La arcilla es un material inorgánico y sus particularidades

Existen trabajos que se están abandonando en Occidente, no es corriente que encontremos trabajadores que utilicen la greda, el níquel o incluso la corteza que reviste al alcornoque sin incorporar ciertos ingredientes que van a poder modificar la imagen natural.

Vamos a conocer profundamente el oficio de usar la greda con el fin de crear orfebrería con detalles increíbles. Además con la cerámica valoramos el nivel de preparación de una ciudad, su economía, su clase e incluso la actividad comercial que mantiene con otras ciudades.

La arcilla es un material inorgánico y sus particularidades son en realidad la solidez y también su firmeza frente a las altas temperaturas, el viento o incluso el h2 o. Los individuos que vivían en el planeta hace siglos sabían todo esto y usaban la greda para poder hacer los botijos. Y por supuesto el lodo en ningún caso traspasa la electricidad y sin duda se mantiene igual si se le agregan productos tóxicos.

La orfebrería de el taller de pati va a consistir en modelar y cocer la arcilla pintando posteriormente la jarra.

En el norte del continente africano actualmente conservan técnicas caseras. Para empezar mezclan la arcilla con agua y después le dan forma al objeto que les gusta. La decoración de la artesanía de Marruecos compagina la grafía egipcia con temas relacionados con la flora y la fauna e incluso detalles simétricos sin perder la frugalidad. En las fábricas de Libia aún se transporta la arcilla con mucha agua y posteriormente debe darle el aire durante 55 horas. Una vez que está la pieza seca se fragmenta en partes muy pequeñas que se introducen en agua y se aplana la masa.

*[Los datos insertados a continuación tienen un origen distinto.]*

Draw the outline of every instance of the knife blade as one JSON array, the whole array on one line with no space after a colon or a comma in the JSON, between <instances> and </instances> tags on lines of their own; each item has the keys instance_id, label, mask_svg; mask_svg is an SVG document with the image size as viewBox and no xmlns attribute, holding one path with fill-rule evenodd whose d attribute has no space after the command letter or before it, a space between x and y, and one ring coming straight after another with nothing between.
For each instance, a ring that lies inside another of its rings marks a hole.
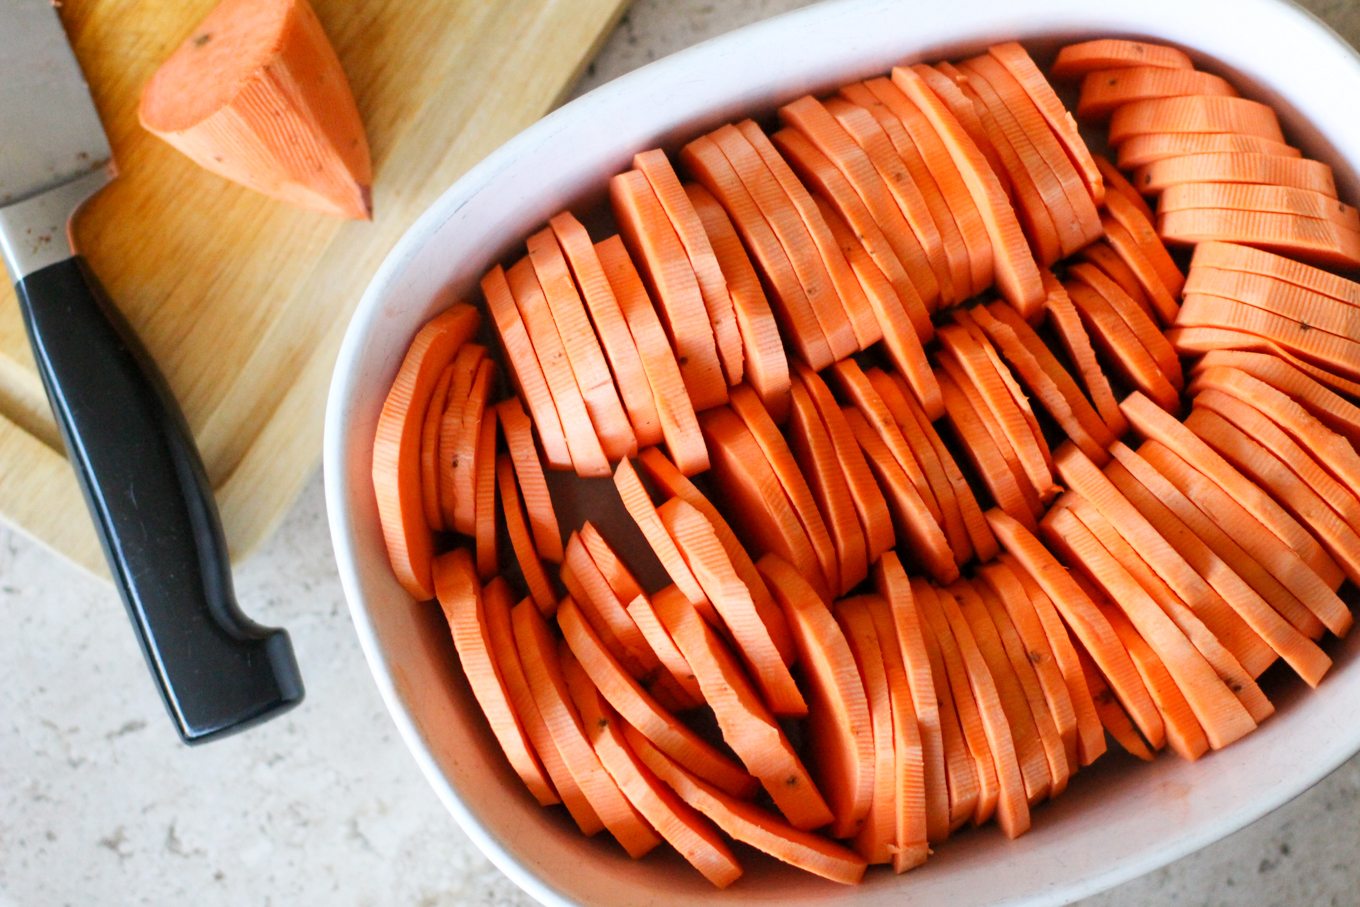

Cuando crean las figuras, los artesanos ponen de manifiesto su soltura y creatividad. Estos objetos se meten luego en el horno para que se solidifiquen. Se usan hornos de distintas formas, en Marruecos tienen forma de cucurucho y constan de dos partes, la zona que quema la bencina y además la cámara donde se ponen los pucheros. En la cámara se amontonan las vasijas unas seis horas y media alcanzando los mil grados, hay que disponer los objetos cuidadosamente ya que es preciso que se calienten por todos lados.

El recubrimiento y el color diremos que son primordiales para distinguir de que lugar proviene el florero, ya que observamos tradiciones arraigadas que no se han perdido y sin duda marcan la diferencia entre la alfarería de un lugar y otro.

En túnez una vez cocida la vasija se pone un esmaltado blanco y un poco después se le da esmalte amarillo o incluso azul y por supuesto se pone en el horno otra vez.

Las autoridades tienen que reforzar este oficio con la intención de que se siga llevando a cabo puesto que es un trabajo que se hacía en la antigüedad y sin duda se le da mucho valor en la actualidad.

Las personas quieren comprar obsequios originales y naturalmente una buena alternativa va a ser personalizar un collar usando los coloridos que queramos y luego agregarle un nombre.